As I sat back and looked at my handiwork, setting it out for the kids to see first thing in the morning, I sighed and kind of chuckled a bit. It felt like a lot of what this past year had been like. Great plans, great ambitions, and the growing realisation that it’s not going to work out as planned. This is followed by quickly pivoting, trying something else, thinking you’re getting into a groove before you realize - nope - not working. So you try harder or try something else. You say goodby to what you had hoped for and make your peace with what has to be. It’s not awesome. Certainly nearly as awesome as what was planned. But it is still something. I put my not-lovely sign out for the kids to see because I want them to see I tried and doing your best is better than giving up when you fall short of perfection. I feel like that’s a message I want to keep front of mind as we enter this new school year.
It got me thinking about the first baby blanket I ever crocheted. I used the same pattern my mom used for made for me. It's Tunisian crochet in the center with a filet/granny square checkered border. The Tunisian middle went exactly as planned, but things fell apart when I got to the border. I’m not sure whether my gauge was wrong or if I was adding stitches, but the border started to ruffle like a loofah! I frogged multiple times and tried again, but couldn’t figure out what needed to change. So it sat in my parent’s basement for longer than I like to admit.
Fast forward several years later and I was expecting my first baby. I just new I wanted to tackle that pattern again. I was on bed rest, but crocheting was one of the only activities I could do. My mom came out to help out while I was on bed rest and I knew it would be perfect to get her help with the border when I needed it. Except this time, the border went without a hitch. My mom helped me more with the main body (because I got a bee in my bonnet about knitting the middle), but I didn’t have issues with the border. How did that happen? It happened because in between those two baby blanket attempts I had done oodles of other projects with mistakes I had to rip out. Trying different things over and over got me to the point where not only did I know how to troubleshoot issues, but also how to avoid them in the first place.
More than that, it taught me how to shape things. So now I can add ruffles when I want (like the Olivia Ruffle Headband and Getaway Spa Set) and avoid them otherwise. Learning what works and doesn’t work helps me to come up with new ideas and make them into finished products. The screw ups and perseverance taught me not just how to read patterns, but how to improvise. This skill is what brings me the most joy with crocheting now. It feels incredibly empowering, though most of it was learned through struggles or painstaking hours of trial and error.
This makes me cautiously optimistic we may find this sort of growth on the other side of the pandemic. It can’t make up for all that we’ve lost, but we may get some pandemic power-ups to show for it. I learned how to multitask distance learning and working from home at the same time. I learned new ways of having fun as a family. I learned it is possible to do a big Google Hangout with families spread across the globe. I learned how to BBQ. None of these things is earth shattering, but they expand my repertoire and I’m grateful to have these newly acquired skills.
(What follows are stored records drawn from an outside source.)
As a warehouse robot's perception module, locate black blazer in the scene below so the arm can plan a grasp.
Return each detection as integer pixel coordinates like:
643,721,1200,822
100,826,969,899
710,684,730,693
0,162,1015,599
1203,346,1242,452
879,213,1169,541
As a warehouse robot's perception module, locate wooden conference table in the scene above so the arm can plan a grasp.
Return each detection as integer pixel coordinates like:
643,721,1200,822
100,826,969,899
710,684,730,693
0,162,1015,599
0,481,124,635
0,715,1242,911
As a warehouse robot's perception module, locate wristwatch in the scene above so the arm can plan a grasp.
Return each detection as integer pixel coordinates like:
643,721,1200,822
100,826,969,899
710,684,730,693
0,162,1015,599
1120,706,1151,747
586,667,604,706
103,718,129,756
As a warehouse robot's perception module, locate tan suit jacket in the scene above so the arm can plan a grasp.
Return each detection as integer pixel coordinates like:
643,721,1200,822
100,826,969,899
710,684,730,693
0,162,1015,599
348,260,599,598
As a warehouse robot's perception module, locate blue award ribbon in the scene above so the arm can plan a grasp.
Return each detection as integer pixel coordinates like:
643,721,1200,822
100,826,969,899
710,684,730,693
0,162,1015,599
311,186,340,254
As my kids enter the year ahead, still filled with ridiculous amounts of uncertainty, I really do hope they will learn how to troubleshoot when things don’t go how you want, the value of perseverance and the new power ups you can unlock when you’re forced to learn and adapt. Pushing through the challenging is so so worth it because you unlock new abilities and a vast amount of untapped joy on the other side and that's the thing I hope the kids learn above anything else this school year.